Литмир - Электронная Библиотека

Такое впечатление создается актером исподволь. Особенно ощути­мо оно в сцене покушения на Серебрякова. Здесь Орлов показывает не столько ненависть, сколько процесс созревания героя. Конечно, это взрыв. Но когда дядя Ваня стреляет, он уже словно знает, что не в Се­ребряковых дело, он уже и не думает о профессоре. Он будто чувствует даже, что промахнется. Отчего это? Дядя Ваня осмысливает жизнь. И понимает уже, что за Серебряковым прячется какая-то жестокая и еще непонятная ему "образина", похожая на ту, что видели прежде другие герои актера. Особенная остраненность конфликта чеховской поэтики ясно выявлена в этой сцене, талантливо и глубоко прочувствованной, вернее, продуманной актером.

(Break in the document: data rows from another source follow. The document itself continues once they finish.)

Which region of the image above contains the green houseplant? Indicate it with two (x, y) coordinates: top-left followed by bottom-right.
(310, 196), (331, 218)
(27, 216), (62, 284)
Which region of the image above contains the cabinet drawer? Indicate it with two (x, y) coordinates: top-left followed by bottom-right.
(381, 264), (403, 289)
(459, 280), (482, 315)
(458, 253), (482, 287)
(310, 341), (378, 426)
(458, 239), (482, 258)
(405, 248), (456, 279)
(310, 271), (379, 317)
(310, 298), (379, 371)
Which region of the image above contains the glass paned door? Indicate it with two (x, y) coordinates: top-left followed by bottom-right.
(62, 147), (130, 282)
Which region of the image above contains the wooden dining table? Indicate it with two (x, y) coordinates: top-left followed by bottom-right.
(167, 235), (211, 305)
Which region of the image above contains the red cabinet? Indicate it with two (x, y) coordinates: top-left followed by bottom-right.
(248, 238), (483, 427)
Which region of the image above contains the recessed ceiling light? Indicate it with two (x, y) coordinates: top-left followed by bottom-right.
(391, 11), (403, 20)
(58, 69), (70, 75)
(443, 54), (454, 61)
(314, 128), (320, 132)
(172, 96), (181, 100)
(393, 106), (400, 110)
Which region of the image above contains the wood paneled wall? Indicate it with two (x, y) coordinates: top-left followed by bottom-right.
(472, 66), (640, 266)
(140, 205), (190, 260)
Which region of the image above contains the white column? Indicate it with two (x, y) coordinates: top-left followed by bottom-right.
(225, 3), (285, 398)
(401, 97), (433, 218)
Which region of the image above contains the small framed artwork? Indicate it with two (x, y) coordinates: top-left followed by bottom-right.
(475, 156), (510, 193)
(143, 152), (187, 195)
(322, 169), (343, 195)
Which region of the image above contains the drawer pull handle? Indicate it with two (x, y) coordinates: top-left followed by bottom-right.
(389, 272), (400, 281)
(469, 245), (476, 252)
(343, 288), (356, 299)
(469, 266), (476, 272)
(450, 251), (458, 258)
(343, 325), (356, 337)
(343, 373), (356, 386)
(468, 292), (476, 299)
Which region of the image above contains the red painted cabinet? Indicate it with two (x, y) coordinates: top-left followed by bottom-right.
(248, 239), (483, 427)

Чудесный, поэтичный герой Чехова в трактовке Орлова действи­тельно что-то вроде несостоявшегося Шопенгауэра и Достоевского. В монологах второго акта, где дядя Ваня говорит о любви, о жизни, что гибнет впустую, трепещут обостренные чувства, звучат проникнутые тоскливым удивлением слова. Но о них не скажешь — "окрашенные". "Отлитые"—это много вернее. Словно обращенные актером к самому себе, сближенные с думами, они принимают законченную форму испо­веди, размышления вслух. Они точно, почти зримо передают психоло­гические смещения в сознании Войницкого. Это происходит оттого, что мысли актера словно бы обгоняют его чувства. Потому так отчетливо звучит в Войницком и в других работах Орлова тема осмысления жиз­ни. Этой особенностью своего творчества Орлов отвечает требованию Станиславского "поставить мысль впереди темперамента". Он как бы являет собой, говоря словами Алексея Попова, "самый современный тип" актера— "актера интеллектуального обаяния".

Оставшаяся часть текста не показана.